Following youth demonstration in April and skyrocketing inflation, Prime Minister Oyun-Erdene Luvsannamsrai has started to implement a series of austerity measures. Mongolia's economic growth expects to be weak this year in the range of 1-2 percent.
Oyun-Erdene is pushing to remove import tariffs on foods that are not produced in Mongolia like rice, cooking and sugar.
As part of inflation relief, a 50 percent rebate on social insurance payments by low-earning employees will be implemented until end of this year.
On top of that, the government is backing domestic agricultural sector and crop & vegetable growers with tax relief and subsidized electricity tariffs.
The parliament supported Oyun-Erdene's proposal and approved subsidizing fuel importers and meat & flour producers with cheap loans. The government will also provide a special dollar exchange rate for fuel importers to prevent gasoline prices at the pump stations go out of control.
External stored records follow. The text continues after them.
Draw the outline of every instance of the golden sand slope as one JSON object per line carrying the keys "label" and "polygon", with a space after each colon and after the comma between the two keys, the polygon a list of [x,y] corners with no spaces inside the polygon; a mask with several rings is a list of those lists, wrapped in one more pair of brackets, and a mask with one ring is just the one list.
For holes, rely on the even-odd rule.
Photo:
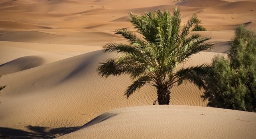
{"label": "golden sand slope", "polygon": [[253,139],[256,113],[188,106],[151,106],[106,112],[58,139]]}
{"label": "golden sand slope", "polygon": [[[7,86],[0,95],[0,132],[6,128],[11,133],[19,133],[12,129],[31,130],[29,125],[80,126],[106,111],[152,105],[157,98],[154,89],[144,87],[127,100],[123,93],[130,83],[128,77],[106,79],[96,71],[99,62],[114,56],[102,54],[101,46],[125,42],[114,35],[114,30],[133,29],[126,21],[128,12],[171,10],[177,4],[182,24],[197,13],[208,29],[197,33],[212,37],[216,48],[193,56],[191,65],[210,62],[217,54],[213,52],[228,52],[239,25],[256,29],[255,0],[191,2],[1,0],[0,85]],[[183,84],[172,89],[171,104],[205,106],[203,93],[193,84]]]}

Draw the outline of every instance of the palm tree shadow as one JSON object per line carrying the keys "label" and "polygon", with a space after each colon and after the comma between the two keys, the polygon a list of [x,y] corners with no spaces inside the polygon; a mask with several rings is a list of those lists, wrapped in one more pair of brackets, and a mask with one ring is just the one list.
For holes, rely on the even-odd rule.
{"label": "palm tree shadow", "polygon": [[28,125],[29,131],[0,127],[0,139],[53,139],[77,130],[80,126],[56,128]]}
One of the top demands by the youth demonstrators in April was to cut down the government’s wasteful expenses.
In response, the prime minister put forward to open up some of state-owned entities in utilities and infrastructure sectors. The proposal is to offer 34 percent equity in state companies on the Mongolian Stock Exchange.
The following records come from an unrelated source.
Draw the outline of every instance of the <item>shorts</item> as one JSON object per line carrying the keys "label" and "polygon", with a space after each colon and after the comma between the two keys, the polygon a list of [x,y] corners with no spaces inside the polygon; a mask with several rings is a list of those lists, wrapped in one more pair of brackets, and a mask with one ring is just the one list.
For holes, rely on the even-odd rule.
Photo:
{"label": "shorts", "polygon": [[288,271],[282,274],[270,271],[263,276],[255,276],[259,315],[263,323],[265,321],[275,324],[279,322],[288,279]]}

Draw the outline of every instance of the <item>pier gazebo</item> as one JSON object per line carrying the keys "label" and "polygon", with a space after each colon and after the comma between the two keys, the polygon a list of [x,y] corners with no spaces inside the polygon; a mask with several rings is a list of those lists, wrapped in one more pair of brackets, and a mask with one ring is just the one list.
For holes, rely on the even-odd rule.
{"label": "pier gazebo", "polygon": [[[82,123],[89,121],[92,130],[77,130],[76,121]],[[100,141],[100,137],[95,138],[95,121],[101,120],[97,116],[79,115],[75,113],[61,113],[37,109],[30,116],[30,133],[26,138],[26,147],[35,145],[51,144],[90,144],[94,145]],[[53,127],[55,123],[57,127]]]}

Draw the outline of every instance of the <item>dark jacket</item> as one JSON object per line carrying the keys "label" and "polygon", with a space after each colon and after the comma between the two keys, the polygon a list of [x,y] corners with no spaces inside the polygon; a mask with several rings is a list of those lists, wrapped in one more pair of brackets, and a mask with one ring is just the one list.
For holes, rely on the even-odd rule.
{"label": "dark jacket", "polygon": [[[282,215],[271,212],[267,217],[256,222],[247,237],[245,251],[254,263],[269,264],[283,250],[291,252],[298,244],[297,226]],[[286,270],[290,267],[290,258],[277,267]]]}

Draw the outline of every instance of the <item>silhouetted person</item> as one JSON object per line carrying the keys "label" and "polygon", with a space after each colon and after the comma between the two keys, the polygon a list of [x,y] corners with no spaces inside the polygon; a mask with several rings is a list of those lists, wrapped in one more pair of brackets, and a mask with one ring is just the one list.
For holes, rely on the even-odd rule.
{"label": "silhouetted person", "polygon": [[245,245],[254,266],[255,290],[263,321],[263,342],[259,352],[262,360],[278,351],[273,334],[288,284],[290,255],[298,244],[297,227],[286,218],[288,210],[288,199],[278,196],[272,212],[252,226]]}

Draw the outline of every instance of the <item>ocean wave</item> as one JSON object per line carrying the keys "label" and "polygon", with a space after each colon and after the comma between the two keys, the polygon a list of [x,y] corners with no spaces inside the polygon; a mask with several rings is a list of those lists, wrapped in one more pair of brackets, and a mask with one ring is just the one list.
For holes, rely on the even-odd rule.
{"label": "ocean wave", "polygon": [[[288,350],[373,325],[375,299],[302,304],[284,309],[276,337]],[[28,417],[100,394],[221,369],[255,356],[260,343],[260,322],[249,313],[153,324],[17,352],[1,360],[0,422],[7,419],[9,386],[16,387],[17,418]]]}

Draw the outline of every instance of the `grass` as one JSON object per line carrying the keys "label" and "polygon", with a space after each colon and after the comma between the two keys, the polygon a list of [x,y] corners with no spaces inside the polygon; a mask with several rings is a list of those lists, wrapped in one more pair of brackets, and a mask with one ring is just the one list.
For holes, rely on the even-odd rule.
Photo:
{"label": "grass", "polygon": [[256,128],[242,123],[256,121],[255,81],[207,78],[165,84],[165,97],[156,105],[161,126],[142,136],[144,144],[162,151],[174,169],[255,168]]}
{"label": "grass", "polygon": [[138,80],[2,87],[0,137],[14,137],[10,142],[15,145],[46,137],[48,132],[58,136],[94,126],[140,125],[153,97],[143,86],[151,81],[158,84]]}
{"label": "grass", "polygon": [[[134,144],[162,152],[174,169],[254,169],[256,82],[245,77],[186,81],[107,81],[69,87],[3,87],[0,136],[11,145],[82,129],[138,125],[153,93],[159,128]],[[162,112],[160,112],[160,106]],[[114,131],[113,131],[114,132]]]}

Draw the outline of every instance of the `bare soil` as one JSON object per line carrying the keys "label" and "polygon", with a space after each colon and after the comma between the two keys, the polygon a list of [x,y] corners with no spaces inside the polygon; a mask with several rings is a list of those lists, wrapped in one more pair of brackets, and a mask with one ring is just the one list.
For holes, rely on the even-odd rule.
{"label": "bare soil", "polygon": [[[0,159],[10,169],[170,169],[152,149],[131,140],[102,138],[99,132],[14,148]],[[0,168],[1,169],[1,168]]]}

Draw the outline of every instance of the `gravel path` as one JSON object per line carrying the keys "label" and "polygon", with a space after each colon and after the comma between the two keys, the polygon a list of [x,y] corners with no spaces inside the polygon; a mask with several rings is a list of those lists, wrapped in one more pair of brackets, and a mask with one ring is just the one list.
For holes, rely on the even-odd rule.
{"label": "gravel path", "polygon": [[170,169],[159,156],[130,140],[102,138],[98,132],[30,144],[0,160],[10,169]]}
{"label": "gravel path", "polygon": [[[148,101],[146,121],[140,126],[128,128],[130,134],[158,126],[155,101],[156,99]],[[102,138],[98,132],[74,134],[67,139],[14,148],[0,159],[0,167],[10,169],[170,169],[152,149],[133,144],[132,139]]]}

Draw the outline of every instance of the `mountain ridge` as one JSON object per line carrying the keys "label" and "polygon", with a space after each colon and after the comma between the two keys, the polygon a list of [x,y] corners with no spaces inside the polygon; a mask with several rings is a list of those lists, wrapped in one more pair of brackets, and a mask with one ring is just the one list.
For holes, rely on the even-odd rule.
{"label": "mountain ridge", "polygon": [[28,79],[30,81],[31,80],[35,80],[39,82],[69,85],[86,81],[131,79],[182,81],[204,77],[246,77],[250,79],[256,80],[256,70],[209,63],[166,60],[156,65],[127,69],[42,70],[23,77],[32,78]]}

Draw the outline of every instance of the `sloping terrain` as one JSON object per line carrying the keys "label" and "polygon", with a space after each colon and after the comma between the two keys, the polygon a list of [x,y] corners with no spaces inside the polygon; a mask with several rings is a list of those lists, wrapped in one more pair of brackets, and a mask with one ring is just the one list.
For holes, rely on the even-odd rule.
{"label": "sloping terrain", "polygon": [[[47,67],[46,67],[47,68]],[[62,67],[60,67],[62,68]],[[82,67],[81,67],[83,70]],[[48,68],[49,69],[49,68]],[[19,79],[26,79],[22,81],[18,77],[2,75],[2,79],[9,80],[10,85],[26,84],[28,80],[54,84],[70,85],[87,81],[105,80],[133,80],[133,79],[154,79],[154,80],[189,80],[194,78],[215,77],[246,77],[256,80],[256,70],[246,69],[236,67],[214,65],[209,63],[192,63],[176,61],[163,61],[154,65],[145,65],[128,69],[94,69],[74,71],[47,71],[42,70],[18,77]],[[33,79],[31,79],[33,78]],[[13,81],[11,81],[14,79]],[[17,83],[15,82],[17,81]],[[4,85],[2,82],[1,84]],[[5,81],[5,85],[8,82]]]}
Another set of public enterprises would be restructured and consolidated, which are expected to improve governance and bottom lines of state-owned enterprises.
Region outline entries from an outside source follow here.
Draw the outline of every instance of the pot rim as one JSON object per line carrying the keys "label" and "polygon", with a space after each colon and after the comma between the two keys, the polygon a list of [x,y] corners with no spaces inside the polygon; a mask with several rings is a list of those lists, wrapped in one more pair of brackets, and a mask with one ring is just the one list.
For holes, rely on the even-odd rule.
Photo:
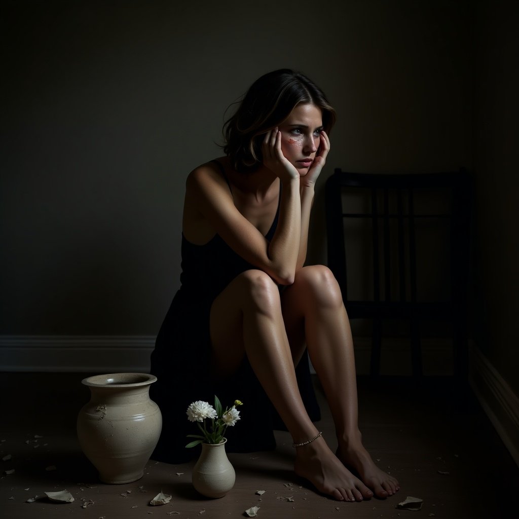
{"label": "pot rim", "polygon": [[[124,381],[125,379],[128,381]],[[117,388],[139,387],[156,381],[157,377],[149,373],[120,373],[93,375],[84,378],[81,383],[89,387]]]}

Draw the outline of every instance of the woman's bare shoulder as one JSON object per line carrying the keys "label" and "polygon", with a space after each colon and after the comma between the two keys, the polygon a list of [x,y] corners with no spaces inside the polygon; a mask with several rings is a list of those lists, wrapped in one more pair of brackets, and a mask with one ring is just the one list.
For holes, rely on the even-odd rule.
{"label": "woman's bare shoulder", "polygon": [[186,184],[188,187],[196,187],[208,183],[212,184],[225,184],[225,180],[222,174],[221,168],[215,163],[217,161],[221,165],[225,163],[226,157],[221,157],[201,164],[197,166],[187,175]]}

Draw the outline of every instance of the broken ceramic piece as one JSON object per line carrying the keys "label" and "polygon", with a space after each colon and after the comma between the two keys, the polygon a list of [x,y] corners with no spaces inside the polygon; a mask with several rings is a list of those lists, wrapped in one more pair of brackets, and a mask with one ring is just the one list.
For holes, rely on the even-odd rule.
{"label": "broken ceramic piece", "polygon": [[57,503],[74,502],[74,498],[67,490],[61,490],[60,492],[46,492],[45,494],[51,501],[55,501]]}
{"label": "broken ceramic piece", "polygon": [[259,510],[260,507],[252,507],[249,510],[245,510],[245,513],[250,517],[255,517],[257,515],[258,510]]}
{"label": "broken ceramic piece", "polygon": [[411,496],[408,496],[401,503],[398,503],[397,508],[417,512],[421,509],[423,502],[424,500],[420,499],[419,497],[412,497]]}
{"label": "broken ceramic piece", "polygon": [[166,504],[171,500],[171,496],[162,494],[162,492],[156,496],[149,502],[152,506],[156,507],[160,504]]}

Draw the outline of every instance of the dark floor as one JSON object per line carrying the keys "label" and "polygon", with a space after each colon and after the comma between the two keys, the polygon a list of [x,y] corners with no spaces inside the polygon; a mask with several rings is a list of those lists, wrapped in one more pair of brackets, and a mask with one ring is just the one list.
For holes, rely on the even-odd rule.
{"label": "dark floor", "polygon": [[[401,489],[385,500],[352,503],[326,498],[294,475],[291,439],[283,432],[276,433],[275,451],[229,454],[236,484],[220,499],[203,498],[193,489],[192,463],[172,466],[150,460],[138,482],[101,483],[75,436],[76,417],[89,398],[80,383],[86,376],[0,374],[0,458],[12,456],[0,462],[3,519],[122,519],[152,514],[209,519],[243,517],[254,506],[260,507],[260,519],[519,517],[519,469],[470,391],[455,389],[448,378],[427,377],[416,384],[410,378],[374,383],[359,377],[364,443],[380,466],[399,479]],[[323,417],[319,428],[334,448],[333,424],[320,392],[319,396]],[[56,470],[46,470],[51,466]],[[13,473],[6,474],[13,469]],[[53,503],[42,498],[45,491],[65,489],[74,496],[73,503]],[[257,490],[266,492],[260,497]],[[171,502],[149,506],[160,491],[173,496]],[[36,496],[33,502],[26,502]],[[407,496],[423,499],[422,510],[397,509]]]}

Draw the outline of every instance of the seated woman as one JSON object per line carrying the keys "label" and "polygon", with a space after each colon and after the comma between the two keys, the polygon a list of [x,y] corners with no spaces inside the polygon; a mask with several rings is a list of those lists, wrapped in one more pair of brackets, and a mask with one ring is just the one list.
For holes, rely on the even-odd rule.
{"label": "seated woman", "polygon": [[[224,405],[245,404],[233,428],[239,431],[228,431],[229,450],[275,446],[271,403],[293,439],[295,472],[318,490],[354,501],[399,489],[362,443],[340,290],[327,267],[305,266],[315,184],[335,118],[305,76],[267,74],[226,122],[225,156],[189,174],[181,286],[152,356],[158,378],[152,398],[164,418],[154,459],[186,460],[193,431],[185,410],[216,394]],[[312,421],[319,413],[307,351],[335,423],[335,454]]]}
As part of austerity measures, Oyun-Erdene also promised to cut down administrative costs of the government by limiting the use of vehicles, business travel and in-person workshops by pushing for more digital transformation as part of e-Mongolia program. Senior level positions will be consolidated to save general administration costs.
An opposition lawmaker criticized that the government needs deeper cuts as the number of state employees still remained high. Another opposition MP called for cutting the value-added tax by half, which could help businesses and households.
The government’s social assistance like children’s allowance and pensions increased during COVID over the past years. This spendings makes up a large share of the state budget and would remain in the near future. The IMF advises the country to make social spending more targeted towards the vulnerable and the poor.